Search code examples
glusterfs

Is this shared storage volume preventing self-heal from completing in GlusterFS?


I've inherited a 10-node Gluster cluster (v 3.8.13) as part of a new-ish gig. The main problem I've encountered is that the nfs-ganesha service on one node routinely becomes unresponsive and requires a restart. Investigating this led me down a path towards checking the cluster health, and I found a very long list of files that require healing.

But I can't seem to do a heal on the ever-growing list of files.
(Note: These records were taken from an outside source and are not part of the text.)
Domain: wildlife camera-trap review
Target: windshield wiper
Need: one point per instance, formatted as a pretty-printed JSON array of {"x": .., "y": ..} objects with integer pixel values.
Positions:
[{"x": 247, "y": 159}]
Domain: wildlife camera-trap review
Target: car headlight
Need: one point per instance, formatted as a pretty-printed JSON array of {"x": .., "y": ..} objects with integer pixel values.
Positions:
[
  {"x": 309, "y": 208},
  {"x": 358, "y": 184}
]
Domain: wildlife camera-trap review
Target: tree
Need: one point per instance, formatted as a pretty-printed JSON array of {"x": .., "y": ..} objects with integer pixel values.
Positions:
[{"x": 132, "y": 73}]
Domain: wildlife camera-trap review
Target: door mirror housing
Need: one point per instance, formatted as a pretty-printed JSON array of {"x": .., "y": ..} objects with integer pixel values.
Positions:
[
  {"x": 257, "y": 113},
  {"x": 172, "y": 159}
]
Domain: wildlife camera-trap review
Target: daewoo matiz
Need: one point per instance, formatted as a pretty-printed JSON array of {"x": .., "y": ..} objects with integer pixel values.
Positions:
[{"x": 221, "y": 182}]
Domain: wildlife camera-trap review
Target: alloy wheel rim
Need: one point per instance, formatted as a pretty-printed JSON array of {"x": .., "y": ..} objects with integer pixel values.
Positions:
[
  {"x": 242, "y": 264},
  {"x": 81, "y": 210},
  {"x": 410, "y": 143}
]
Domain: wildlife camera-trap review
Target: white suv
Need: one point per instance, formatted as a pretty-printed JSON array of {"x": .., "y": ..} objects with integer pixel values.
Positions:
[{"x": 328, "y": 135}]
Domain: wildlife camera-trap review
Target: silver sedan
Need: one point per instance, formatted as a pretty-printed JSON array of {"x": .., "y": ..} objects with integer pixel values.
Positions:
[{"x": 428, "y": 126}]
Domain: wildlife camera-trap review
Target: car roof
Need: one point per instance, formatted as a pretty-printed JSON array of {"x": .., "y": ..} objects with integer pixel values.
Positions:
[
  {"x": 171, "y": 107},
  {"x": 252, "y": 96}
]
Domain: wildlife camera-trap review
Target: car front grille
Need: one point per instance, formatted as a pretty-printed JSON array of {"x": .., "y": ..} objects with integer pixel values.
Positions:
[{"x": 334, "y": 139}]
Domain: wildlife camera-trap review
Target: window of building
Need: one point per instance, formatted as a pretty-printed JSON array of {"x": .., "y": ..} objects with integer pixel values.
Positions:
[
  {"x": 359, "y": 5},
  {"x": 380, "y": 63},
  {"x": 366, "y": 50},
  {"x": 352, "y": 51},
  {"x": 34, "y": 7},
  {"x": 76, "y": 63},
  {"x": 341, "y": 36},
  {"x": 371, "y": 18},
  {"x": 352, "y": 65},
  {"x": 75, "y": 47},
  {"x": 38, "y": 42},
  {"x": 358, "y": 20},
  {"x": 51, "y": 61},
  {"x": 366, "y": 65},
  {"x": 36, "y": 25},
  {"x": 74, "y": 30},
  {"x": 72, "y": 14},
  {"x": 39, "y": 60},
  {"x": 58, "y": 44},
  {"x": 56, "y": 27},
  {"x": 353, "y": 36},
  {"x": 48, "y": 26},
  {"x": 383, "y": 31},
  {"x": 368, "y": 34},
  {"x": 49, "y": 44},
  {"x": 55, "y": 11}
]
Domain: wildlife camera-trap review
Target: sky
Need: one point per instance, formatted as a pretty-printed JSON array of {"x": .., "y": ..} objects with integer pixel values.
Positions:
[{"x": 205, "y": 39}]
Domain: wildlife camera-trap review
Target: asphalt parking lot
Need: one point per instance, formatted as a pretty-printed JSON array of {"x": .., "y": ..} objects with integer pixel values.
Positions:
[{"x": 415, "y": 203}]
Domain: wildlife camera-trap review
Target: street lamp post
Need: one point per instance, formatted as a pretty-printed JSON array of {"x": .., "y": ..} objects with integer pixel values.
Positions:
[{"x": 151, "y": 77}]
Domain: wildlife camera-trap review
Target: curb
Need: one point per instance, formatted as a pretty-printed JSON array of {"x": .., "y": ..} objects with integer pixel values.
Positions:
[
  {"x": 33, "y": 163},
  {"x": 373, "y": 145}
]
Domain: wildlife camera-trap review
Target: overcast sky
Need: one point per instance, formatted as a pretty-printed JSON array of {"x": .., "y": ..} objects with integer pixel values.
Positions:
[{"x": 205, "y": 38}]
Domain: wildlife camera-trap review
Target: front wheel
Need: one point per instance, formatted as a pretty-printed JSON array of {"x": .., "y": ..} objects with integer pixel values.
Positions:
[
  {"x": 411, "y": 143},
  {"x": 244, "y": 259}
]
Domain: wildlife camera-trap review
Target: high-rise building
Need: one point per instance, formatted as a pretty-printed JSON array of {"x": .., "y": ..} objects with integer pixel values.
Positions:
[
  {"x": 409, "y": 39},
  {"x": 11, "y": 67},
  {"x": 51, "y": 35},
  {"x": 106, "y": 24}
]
Attempting to execute a heal with gluster volume heal volx yields an immediate warning about disabled bricks:

Launching heal operation to perform index self heal on volume volx has been unsuccessful on bricks that are down. Please check if all brick processes are running

When I check gluster volume status, all the bricks in the 'volx' volume are up, and the only suspicious thing is a message about shared storage:

Volume gluster_shared_storage is not started

I do see an entry in /etc/fstab for the mount:

1xx.1xx.1.xx:/gluster_shared_storage /var/run/gluster/shared_storage/ glusterfs defaults        0 0

but it's not mounted as we speak.

It seems like someone has attempted to enable shared storage, but either brought the volume/mount down on purpose, or it kicked the bucket. I just don't want to remove the volume and find out it was critical (and/or find out that a heal does nothing to help the regular ganesha crashes). This is part of a production system, so I have to tread lightly here.

Are these two unrelated problems? It only said that healing was "unsuccessful on bricks that are down", so maybe it's healing the ones that are up? Is there a way to check?

Any insight into the ganesha crashes would be helpful too, but for the moment I'd settle for anything I can learn about Gluster.

UPDATE: docs seem to indicate that you need this shared storage volume to use nfs-ganesha:

Ensure that the following pre-requisites are taken into consideration before you run NFS-Ganesha in your environment: ...

  • Create and mount a gluster shared volume.

Sure does feel like A) I should keep the shared storage volume, and B) it needs to be started per ganesha requirements. I just don't want to start flipping switches on a production system that is mostly intact (if not optimized).


Solution

  • Just as a follow up to any brave souls who run into this with Gluster, the aforementioned volume WAS bogus and completely inactive.